The potato chips I used probably had some small differences in mass, which could also affect my results. A solution to this could be to calculate the percentage change in mass of the chips. This would mean that a more accurate change in mass for each chip could be calculated, which would make the results more accurate. The equation for this would be:
Mass at end – Mass at beginning x 100%.
Mass at beginning
I could not calculate the percentage change in mass for this experiment as I did not record the minute differences between the mass of the potato chips at the start of the experiment, and so if I wanted to calculate the percentage change in mass I would have to record exactly the slight differences in mass between all the potato chips at the beginning of this experiment.
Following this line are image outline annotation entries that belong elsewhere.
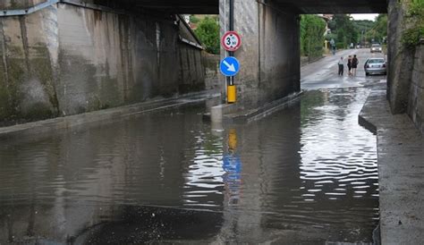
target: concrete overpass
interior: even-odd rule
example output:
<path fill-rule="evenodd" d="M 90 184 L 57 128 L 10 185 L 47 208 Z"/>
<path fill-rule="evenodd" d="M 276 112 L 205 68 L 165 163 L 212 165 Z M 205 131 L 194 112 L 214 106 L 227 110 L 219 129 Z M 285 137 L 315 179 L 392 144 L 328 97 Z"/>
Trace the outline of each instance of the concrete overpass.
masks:
<path fill-rule="evenodd" d="M 390 30 L 400 26 L 394 0 L 233 2 L 233 29 L 242 38 L 234 55 L 242 64 L 235 77 L 242 108 L 258 107 L 300 90 L 299 14 L 387 13 L 392 6 Z M 0 115 L 15 108 L 14 117 L 39 113 L 58 116 L 178 92 L 179 80 L 193 77 L 190 68 L 199 70 L 201 63 L 190 64 L 199 61 L 198 55 L 181 59 L 175 40 L 182 39 L 182 33 L 175 29 L 179 21 L 174 14 L 219 13 L 224 33 L 229 30 L 229 4 L 230 0 L 2 1 L 0 71 L 4 75 L 0 77 L 0 102 L 9 106 L 0 107 Z M 178 60 L 187 63 L 182 70 L 189 76 L 178 75 L 182 72 L 175 69 L 181 66 Z M 390 91 L 392 101 L 408 105 L 409 87 L 391 86 L 396 88 Z M 105 87 L 109 88 L 106 92 Z M 22 95 L 24 98 L 15 97 Z M 47 105 L 43 112 L 32 112 L 39 105 Z"/>
<path fill-rule="evenodd" d="M 174 13 L 218 13 L 218 5 L 223 0 L 109 0 L 94 1 L 100 4 L 123 3 L 128 6 L 140 9 L 152 9 Z M 229 1 L 226 1 L 229 2 Z M 249 1 L 235 1 L 239 4 Z M 387 4 L 385 0 L 255 0 L 259 4 L 275 4 L 280 9 L 293 9 L 298 13 L 386 13 Z"/>

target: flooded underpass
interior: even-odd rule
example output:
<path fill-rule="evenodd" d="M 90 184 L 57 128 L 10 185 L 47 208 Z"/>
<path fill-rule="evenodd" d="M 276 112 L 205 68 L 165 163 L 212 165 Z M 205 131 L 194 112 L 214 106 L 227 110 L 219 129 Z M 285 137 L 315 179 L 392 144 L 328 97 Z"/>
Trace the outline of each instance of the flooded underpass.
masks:
<path fill-rule="evenodd" d="M 371 242 L 369 88 L 211 129 L 208 103 L 0 146 L 0 243 Z"/>

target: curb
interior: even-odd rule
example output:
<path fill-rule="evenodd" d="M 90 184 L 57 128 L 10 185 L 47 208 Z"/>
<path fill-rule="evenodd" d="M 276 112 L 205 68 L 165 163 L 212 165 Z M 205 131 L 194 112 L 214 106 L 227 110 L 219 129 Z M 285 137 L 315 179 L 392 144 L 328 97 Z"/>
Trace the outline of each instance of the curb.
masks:
<path fill-rule="evenodd" d="M 0 128 L 0 141 L 4 139 L 10 140 L 13 139 L 20 139 L 22 136 L 33 136 L 68 130 L 70 128 L 87 125 L 93 122 L 110 122 L 116 119 L 172 109 L 190 104 L 201 103 L 207 99 L 214 98 L 219 96 L 220 95 L 216 93 L 192 93 L 178 97 L 147 101 L 106 110 L 3 127 Z"/>

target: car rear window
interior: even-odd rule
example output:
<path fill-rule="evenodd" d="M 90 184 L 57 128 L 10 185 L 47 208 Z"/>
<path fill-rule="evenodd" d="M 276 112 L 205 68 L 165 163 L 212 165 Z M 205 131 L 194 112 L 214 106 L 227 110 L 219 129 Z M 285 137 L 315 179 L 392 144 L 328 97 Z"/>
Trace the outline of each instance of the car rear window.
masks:
<path fill-rule="evenodd" d="M 369 63 L 385 63 L 385 60 L 383 59 L 369 59 L 368 60 Z"/>

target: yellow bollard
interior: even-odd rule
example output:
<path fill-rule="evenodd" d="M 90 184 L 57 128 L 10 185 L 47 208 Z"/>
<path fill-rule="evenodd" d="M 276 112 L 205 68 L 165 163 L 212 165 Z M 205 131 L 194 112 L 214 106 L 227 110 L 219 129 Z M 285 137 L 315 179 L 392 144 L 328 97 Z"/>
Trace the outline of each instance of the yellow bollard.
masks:
<path fill-rule="evenodd" d="M 228 103 L 235 103 L 235 101 L 237 100 L 235 85 L 228 85 L 226 98 Z"/>
<path fill-rule="evenodd" d="M 237 149 L 237 132 L 234 129 L 228 132 L 228 149 L 233 151 Z"/>

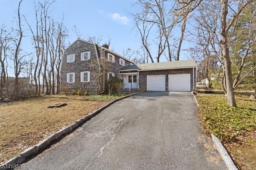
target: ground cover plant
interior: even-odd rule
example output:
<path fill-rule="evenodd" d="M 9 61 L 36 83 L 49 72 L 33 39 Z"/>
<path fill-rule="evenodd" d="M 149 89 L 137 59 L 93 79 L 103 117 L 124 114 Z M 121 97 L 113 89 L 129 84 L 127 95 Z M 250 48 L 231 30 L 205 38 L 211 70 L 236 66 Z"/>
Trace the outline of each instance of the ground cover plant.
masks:
<path fill-rule="evenodd" d="M 218 136 L 238 167 L 256 169 L 256 102 L 236 96 L 237 107 L 228 107 L 222 95 L 198 95 L 198 117 L 208 134 Z"/>

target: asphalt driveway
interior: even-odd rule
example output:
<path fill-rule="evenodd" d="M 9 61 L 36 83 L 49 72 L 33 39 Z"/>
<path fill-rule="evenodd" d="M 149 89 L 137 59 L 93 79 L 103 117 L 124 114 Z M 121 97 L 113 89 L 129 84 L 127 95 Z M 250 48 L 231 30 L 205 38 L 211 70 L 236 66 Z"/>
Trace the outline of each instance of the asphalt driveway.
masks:
<path fill-rule="evenodd" d="M 226 169 L 189 92 L 120 101 L 22 165 L 25 170 Z"/>

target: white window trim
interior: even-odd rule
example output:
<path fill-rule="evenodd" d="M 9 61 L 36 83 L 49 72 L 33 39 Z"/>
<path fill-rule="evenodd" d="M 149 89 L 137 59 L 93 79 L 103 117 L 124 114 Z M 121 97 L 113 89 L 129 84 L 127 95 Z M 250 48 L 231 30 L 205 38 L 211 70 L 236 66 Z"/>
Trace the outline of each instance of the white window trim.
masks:
<path fill-rule="evenodd" d="M 70 56 L 71 56 L 71 55 L 74 55 L 74 58 L 73 58 L 74 60 L 73 60 L 73 61 L 70 62 L 69 61 L 70 57 Z M 75 54 L 70 54 L 70 55 L 67 55 L 67 63 L 73 63 L 73 62 L 74 62 L 75 61 L 75 58 L 76 58 L 75 56 L 76 56 L 76 55 Z"/>
<path fill-rule="evenodd" d="M 110 55 L 112 56 L 112 61 L 110 60 Z M 110 53 L 108 53 L 108 60 L 112 62 L 112 63 L 114 63 L 115 62 L 115 56 L 113 54 L 110 54 Z"/>
<path fill-rule="evenodd" d="M 69 81 L 69 75 L 71 74 L 73 74 L 73 81 Z M 75 73 L 68 73 L 67 74 L 67 83 L 75 83 Z"/>
<path fill-rule="evenodd" d="M 123 61 L 123 64 L 121 64 L 121 61 Z M 122 66 L 124 66 L 124 60 L 123 59 L 122 59 L 121 58 L 120 58 L 119 59 L 119 64 L 121 65 L 122 65 Z"/>
<path fill-rule="evenodd" d="M 108 80 L 109 79 L 109 74 L 112 74 L 112 77 L 115 77 L 115 74 L 113 73 L 111 73 L 110 72 L 109 72 L 108 73 Z"/>
<path fill-rule="evenodd" d="M 87 81 L 84 81 L 84 73 L 88 73 L 88 78 L 87 78 Z M 81 72 L 80 76 L 80 79 L 81 82 L 82 82 L 82 83 L 90 82 L 90 71 L 82 71 L 82 72 Z"/>
<path fill-rule="evenodd" d="M 85 53 L 88 53 L 88 59 L 84 59 L 84 54 Z M 86 51 L 86 52 L 84 52 L 83 53 L 81 53 L 81 61 L 86 61 L 86 60 L 89 60 L 90 58 L 90 55 L 91 55 L 90 51 Z"/>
I did keep my experiment away from any windows and heaters, but the room the experiment was in probably did warm up or cool slightly in the day. A possible solution to this problem could be to keep the experiment in a water bath or other controlled environment. It would be difficult to find the temperature of the sucrose solution without removing the cling film, however, which would allow some water to evaporate and also affect the experiment.
It would also be helpful to have collected more sets of results, as this would allow me to find more accurate averages, and also would help me to spot any anomalous results more easily; with only two results, it can be difficult to tell which result of the two is anomalous. In future, I will try to collect three or four sets of results which should be a great help.
It would also be good to have a control experiment where a potato chip is placed in distilled water. This would be useful to get a wider spread of results. I could also try using 0.1, 0.3 0.5, 0.7 and 0.9 mole dm-3, which likewise would give me a wider spread of results to help me draw improved conclusions and graphs.
Overall, I think that my results were accurate and useful, and my method was fair, although I could have improved my control of temperature by placing the test tubes in a controlled environment such as a water bath, and I should have taken more results.